We have a dimension table for "product features used", and the set of features grows and changes over time. Because of the dynamic set of features, we think the features cannot be columns but instead must be rows.
We have a fact table for "user events", and we need to know which product features were used within each event.
So it seems we need to have a primary key on the fact table, which is used as a foreign key within the dimension table (exactly the opposite direction from a conventional star schema). We have several different dimension tables with similar dynamics and therefore a similar need for a foreign key into the fact table.
On the other hand, most of our dimension tables are more conventional and the fact table can just store a foreign key into these conventional dimension tables. We don't like that this means that some joins (many-to-one) will use the dimension table's primary key, but other joins (one-to-many) will use the fact table's primary key. We have considered using the fact table key as a foreign key in all the dimension tables, just for consistency, although the storage requirements increase.
Is there a better way to implement the keys for the "dynamic" dimension tables?
Here's an example that's not exactly what we're doing but similar:
Suppose our app searches for restaurants.
Optional features that a user may specify include price range, minimum star rating, or cuisine. The set of optional features changes over time (for example we may get rid of the option to specify cuisine, and add an option for most popular). For each search that is recorded in the database, the set of features used is fixed.
Each search will be a row in the fact table.

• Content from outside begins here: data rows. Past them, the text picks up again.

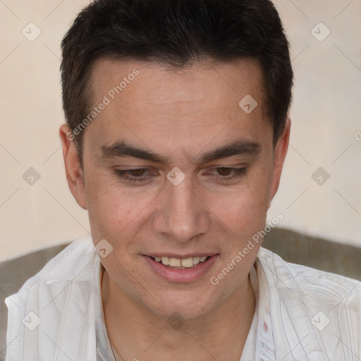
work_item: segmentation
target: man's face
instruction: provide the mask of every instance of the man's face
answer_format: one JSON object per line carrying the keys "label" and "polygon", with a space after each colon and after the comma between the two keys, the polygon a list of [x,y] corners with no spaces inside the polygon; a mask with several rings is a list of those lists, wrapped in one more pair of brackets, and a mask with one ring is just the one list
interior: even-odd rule
{"label": "man's face", "polygon": [[[278,187],[286,147],[279,142],[274,154],[262,81],[250,59],[178,73],[134,61],[94,64],[92,103],[109,102],[84,135],[84,188],[71,189],[89,212],[94,245],[113,247],[101,259],[119,297],[159,316],[194,318],[245,283],[260,243],[216,286],[210,279],[264,228]],[[247,94],[258,104],[248,114],[247,102],[238,105]],[[125,145],[141,150],[127,155]]]}

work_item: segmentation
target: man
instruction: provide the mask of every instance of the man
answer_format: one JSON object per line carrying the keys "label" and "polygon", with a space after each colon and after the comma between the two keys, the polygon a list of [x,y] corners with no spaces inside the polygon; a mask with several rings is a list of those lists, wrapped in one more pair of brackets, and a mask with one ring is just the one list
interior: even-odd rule
{"label": "man", "polygon": [[272,4],[95,1],[62,50],[66,172],[92,237],[6,299],[6,360],[359,360],[360,283],[255,237],[290,127]]}

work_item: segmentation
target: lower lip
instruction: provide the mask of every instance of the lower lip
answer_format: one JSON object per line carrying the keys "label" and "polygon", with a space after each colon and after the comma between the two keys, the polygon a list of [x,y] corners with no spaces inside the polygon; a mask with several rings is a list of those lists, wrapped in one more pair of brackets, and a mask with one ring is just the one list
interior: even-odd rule
{"label": "lower lip", "polygon": [[152,269],[166,281],[177,283],[189,283],[194,282],[204,276],[214,264],[219,255],[214,255],[208,257],[204,262],[200,262],[193,267],[184,268],[183,269],[164,266],[162,263],[154,261],[149,256],[143,255],[142,257]]}

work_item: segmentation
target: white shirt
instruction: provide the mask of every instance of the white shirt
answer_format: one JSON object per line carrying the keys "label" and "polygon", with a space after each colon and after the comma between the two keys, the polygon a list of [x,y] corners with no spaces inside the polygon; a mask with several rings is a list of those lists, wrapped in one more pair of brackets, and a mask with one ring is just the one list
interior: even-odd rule
{"label": "white shirt", "polygon": [[[6,298],[6,361],[114,361],[102,274],[87,236]],[[240,361],[360,361],[359,281],[286,262],[264,248],[250,276],[256,308]]]}

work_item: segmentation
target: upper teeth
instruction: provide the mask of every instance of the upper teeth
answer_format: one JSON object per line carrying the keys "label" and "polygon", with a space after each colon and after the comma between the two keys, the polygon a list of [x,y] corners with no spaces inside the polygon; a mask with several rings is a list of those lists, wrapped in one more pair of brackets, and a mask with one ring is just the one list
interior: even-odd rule
{"label": "upper teeth", "polygon": [[155,260],[166,266],[172,267],[191,267],[194,264],[198,264],[200,262],[204,262],[208,258],[207,256],[202,257],[190,257],[189,258],[173,258],[171,257],[155,257]]}

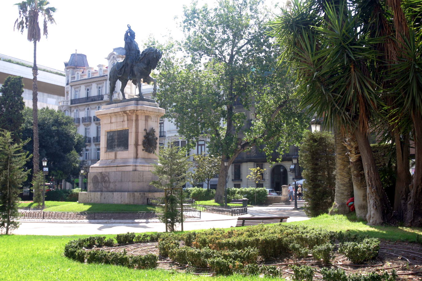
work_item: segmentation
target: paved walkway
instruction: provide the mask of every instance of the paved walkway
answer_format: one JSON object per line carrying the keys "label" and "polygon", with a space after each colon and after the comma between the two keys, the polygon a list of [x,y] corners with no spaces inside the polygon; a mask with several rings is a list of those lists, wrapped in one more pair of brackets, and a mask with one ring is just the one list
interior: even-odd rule
{"label": "paved walkway", "polygon": [[[256,206],[248,208],[248,214],[241,217],[287,216],[287,222],[308,219],[303,209],[291,207]],[[229,227],[236,225],[237,217],[202,212],[200,219],[190,219],[183,224],[184,230]],[[22,221],[14,234],[34,235],[73,235],[76,234],[117,234],[126,232],[163,232],[165,227],[157,219],[99,221],[69,222]],[[177,229],[180,230],[180,226]]]}

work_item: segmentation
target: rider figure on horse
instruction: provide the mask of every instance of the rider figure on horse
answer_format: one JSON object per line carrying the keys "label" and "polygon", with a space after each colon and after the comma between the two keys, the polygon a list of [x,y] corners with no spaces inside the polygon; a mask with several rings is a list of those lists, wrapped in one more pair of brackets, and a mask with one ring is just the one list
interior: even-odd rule
{"label": "rider figure on horse", "polygon": [[136,62],[136,60],[141,54],[138,43],[135,40],[135,32],[132,30],[130,26],[127,25],[128,29],[124,33],[124,50],[125,57],[123,63],[117,69],[117,76],[119,77],[125,75],[131,79],[132,69]]}

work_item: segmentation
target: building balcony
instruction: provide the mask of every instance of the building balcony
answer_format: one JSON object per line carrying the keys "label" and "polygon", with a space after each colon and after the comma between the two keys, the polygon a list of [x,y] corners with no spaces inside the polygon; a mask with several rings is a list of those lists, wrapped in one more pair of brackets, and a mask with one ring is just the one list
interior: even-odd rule
{"label": "building balcony", "polygon": [[91,102],[92,102],[102,101],[103,99],[104,99],[104,95],[98,95],[97,96],[87,96],[84,98],[79,98],[78,99],[71,99],[70,104],[76,104],[79,103]]}
{"label": "building balcony", "polygon": [[91,123],[91,116],[87,116],[86,117],[82,118],[82,123]]}

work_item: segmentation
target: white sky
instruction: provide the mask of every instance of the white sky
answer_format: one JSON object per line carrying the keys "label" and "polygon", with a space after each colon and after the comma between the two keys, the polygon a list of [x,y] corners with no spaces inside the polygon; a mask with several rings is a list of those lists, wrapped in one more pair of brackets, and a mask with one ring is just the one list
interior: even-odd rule
{"label": "white sky", "polygon": [[[18,18],[19,0],[0,0],[0,54],[32,62],[33,43],[23,34],[14,31]],[[214,6],[213,0],[200,0]],[[284,0],[282,0],[284,2]],[[191,0],[50,0],[50,6],[57,9],[54,14],[57,24],[49,24],[48,37],[41,38],[37,44],[37,63],[63,70],[63,62],[75,52],[87,55],[90,66],[106,64],[104,59],[113,48],[124,47],[123,37],[130,25],[136,33],[141,47],[150,35],[160,42],[170,35],[181,39],[179,21],[183,5]],[[40,19],[42,33],[42,21]]]}

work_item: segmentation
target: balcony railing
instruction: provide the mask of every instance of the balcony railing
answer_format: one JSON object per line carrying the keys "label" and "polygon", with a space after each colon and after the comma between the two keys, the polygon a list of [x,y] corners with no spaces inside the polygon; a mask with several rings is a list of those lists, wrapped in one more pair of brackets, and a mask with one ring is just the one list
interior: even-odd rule
{"label": "balcony railing", "polygon": [[89,123],[91,122],[91,116],[82,118],[82,123]]}
{"label": "balcony railing", "polygon": [[96,102],[97,101],[102,101],[103,99],[104,99],[104,95],[92,96],[87,96],[84,98],[79,98],[79,99],[71,99],[70,104],[75,104],[78,103],[84,103],[84,102]]}

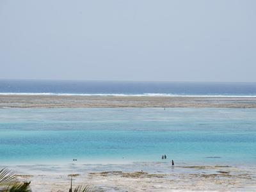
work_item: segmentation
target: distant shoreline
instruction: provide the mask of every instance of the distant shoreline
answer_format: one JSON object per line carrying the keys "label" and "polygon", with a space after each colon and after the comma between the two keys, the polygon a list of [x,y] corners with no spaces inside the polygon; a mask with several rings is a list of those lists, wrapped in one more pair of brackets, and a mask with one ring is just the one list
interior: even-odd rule
{"label": "distant shoreline", "polygon": [[256,97],[0,94],[3,108],[255,108]]}

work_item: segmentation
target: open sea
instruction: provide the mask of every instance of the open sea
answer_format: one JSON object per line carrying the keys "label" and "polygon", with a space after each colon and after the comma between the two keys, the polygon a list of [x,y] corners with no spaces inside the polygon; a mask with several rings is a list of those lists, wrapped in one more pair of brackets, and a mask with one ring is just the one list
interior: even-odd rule
{"label": "open sea", "polygon": [[256,83],[0,79],[0,94],[256,97]]}
{"label": "open sea", "polygon": [[[256,95],[255,83],[1,80],[1,94]],[[150,95],[151,94],[151,95]],[[256,109],[1,108],[1,164],[256,162]]]}

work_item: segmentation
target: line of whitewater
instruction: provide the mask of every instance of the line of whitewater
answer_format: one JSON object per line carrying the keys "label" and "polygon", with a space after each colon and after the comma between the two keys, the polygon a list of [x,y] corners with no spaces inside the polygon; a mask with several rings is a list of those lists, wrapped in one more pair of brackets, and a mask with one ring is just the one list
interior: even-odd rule
{"label": "line of whitewater", "polygon": [[256,95],[185,95],[173,93],[0,93],[0,95],[55,95],[55,96],[105,96],[105,97],[248,97],[256,98]]}

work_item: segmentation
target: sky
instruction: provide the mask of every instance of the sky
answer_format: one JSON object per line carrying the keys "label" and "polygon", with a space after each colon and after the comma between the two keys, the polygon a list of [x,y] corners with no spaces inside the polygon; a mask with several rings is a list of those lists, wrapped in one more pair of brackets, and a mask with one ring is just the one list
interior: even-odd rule
{"label": "sky", "polygon": [[256,82],[256,1],[0,0],[0,79]]}

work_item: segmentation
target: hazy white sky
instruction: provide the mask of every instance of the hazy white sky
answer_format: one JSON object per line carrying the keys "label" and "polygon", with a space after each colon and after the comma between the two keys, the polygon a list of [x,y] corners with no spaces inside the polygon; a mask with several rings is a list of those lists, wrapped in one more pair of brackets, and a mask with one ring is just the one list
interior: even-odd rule
{"label": "hazy white sky", "polygon": [[256,81],[256,1],[0,0],[0,78]]}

We are currently thinking that we should have a primary key in the fact table, and it should be used as a foreign key in the "features" dimension table. So we'd have:
fact_table(search_id, user_id, metric1, metric2)
feature_dimension_table(feature_id, search_id, feature_attribute1, feature_attribute2)
user_dimension_table(user_id, user_attribute1, user_attribute2)
Alternatively, for consistent joins and ignoring storage requirements for the sake of argument, we could use the fact table's primary key as a foreign key in all the dimension tables:
fact_table(search_id, metric1, metric2) /* no more user_id */
feature_dimension_table(feature_id, search_id, feature_attribute1, feature_attribute2)
user_dimension_table(user_id, search_id, user_attribute1, user_attribute2)
What are the pitfalls with these key schemas? What would be better ways to do it?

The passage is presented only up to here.